人質報道はこれでいいのか?
Japan In-depth / 2019年4月12日 18時3分
そして、海外と比較して「デンマーク人で拘束された人がいた時、3億円がデンマークに要求されていた。国としては応じなかった。しかし危機管理の専門家たちが、寄付で200万ユーロ(3億円)を集めた。公表すれば殺すと脅されていたため、寄付をした人も、メディアも皆が公表することはなかったのだ。日本だったらこんなことは無理だろう。
また、海外の場合は解放の時は、PTSDが発症しないように、心理学者など専門家集団をつける。感情の高ぶっている家族といきなり会うと衝撃が強いため、いきなり会わせることはせず、手紙から見せよう、どの手紙から見せるべきかとか、最初に会う部屋はどんな環境が良いのか、メディアにはいつどのように出るべきか。などとても慎重に行う。私にはそういった配慮は一切なかった。もし仮に、私が数億円払われて解放されたとするならば、政府は精神科医や専門家をつける、メディアを制限するなど最低限のケアはしてくれるはずだ。残念ながら、日本メディアの現状は、外務省もわかっていない。情報の真偽、メディア検証も全くしてくれないので、全部自分でやるしかない。」
◼️ 自己責任と家族は別物
「2004年や解放後は家族へのバッシングもひどかった。家族も連帯責任だと言われ、妻や親を引き合いに出し『自己責任』を言いながら、『連帯責任』を求められた。しかし、『自己責任』と言いながら、家族を引き合いに出し、親を責めるのは、批判とは言えない。妻が1時間謝罪をし続けた時があった。1時間のなかで一瞬だけ、感情が高ぶり机を叩いた時があったが、メディアに使われたのはその瞬間の映像だけだった。
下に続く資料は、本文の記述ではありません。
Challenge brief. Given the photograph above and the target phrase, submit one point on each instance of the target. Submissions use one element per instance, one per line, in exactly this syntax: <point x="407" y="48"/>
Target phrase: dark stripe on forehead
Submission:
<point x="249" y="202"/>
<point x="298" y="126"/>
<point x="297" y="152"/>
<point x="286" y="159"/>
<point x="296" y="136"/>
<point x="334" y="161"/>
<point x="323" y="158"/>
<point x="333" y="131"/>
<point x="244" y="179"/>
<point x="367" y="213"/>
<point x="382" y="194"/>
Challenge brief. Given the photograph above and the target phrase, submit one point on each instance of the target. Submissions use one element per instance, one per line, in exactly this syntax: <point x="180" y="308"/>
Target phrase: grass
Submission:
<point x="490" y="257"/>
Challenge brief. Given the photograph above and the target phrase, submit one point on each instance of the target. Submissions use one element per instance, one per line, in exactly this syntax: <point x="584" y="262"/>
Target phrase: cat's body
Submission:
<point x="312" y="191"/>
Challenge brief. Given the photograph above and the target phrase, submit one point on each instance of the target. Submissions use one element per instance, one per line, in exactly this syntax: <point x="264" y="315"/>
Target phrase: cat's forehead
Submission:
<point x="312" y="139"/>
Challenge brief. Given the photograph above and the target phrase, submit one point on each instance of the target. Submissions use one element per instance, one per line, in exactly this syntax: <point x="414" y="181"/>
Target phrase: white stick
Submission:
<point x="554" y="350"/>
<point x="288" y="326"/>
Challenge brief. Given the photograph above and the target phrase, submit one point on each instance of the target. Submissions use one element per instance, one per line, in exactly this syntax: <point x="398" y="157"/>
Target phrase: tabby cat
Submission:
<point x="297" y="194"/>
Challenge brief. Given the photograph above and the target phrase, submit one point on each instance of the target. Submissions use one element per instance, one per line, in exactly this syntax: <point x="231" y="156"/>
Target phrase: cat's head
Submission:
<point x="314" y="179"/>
」
「『自己責任』を主張する人の趣旨は、政府が認めていないことをやるな、ということ。しかし、記者の仕事は、政府がやっていることが正しいかどうかを、国民が判断する材料を提供すること。政府が認めたことだけをやっているのは、皆さんに『奴隷になれ』と言っているのと一緒。(事件に対応した)外務省の人は、もちろんそんなことは考えていない。捕まっていた時も外務省と家族とコンタクトはとっていた。妻が仕事で海外に行った時は大使館を紹介してくれたり、面倒見てもらっていた。担当者レベルですが、家族のケアをよくしてくれたと思う。感謝している。」
▲ ©Japan In-depth編集部
◼️自分が好きなことを突き詰められる社会であるべき
「捕まっている間はとにかく過去のことを振り返っていた。『どうしてこうなったんだろう』『違う仕事でもよかったかもれない』『今までの選択肢は正しかったのか』『大学時代にもっと勉強しておけば』その後悔が小学生の時の記憶まで遡った。しかし、やり直せる未来がない状態で過去を後悔し続けるというのは、精神的に本当に辛かった。もっと挑戦したかった仕事、お礼を伝えていない人、もっとできることがあったはずなのに、と走馬灯を見ながら、悔やみながら死んでいくと思った。もし生きて帰ったら、無理だと思って諦めたことがないように、死ぬときにマシな走馬灯を見られるように生きよう、と思った。」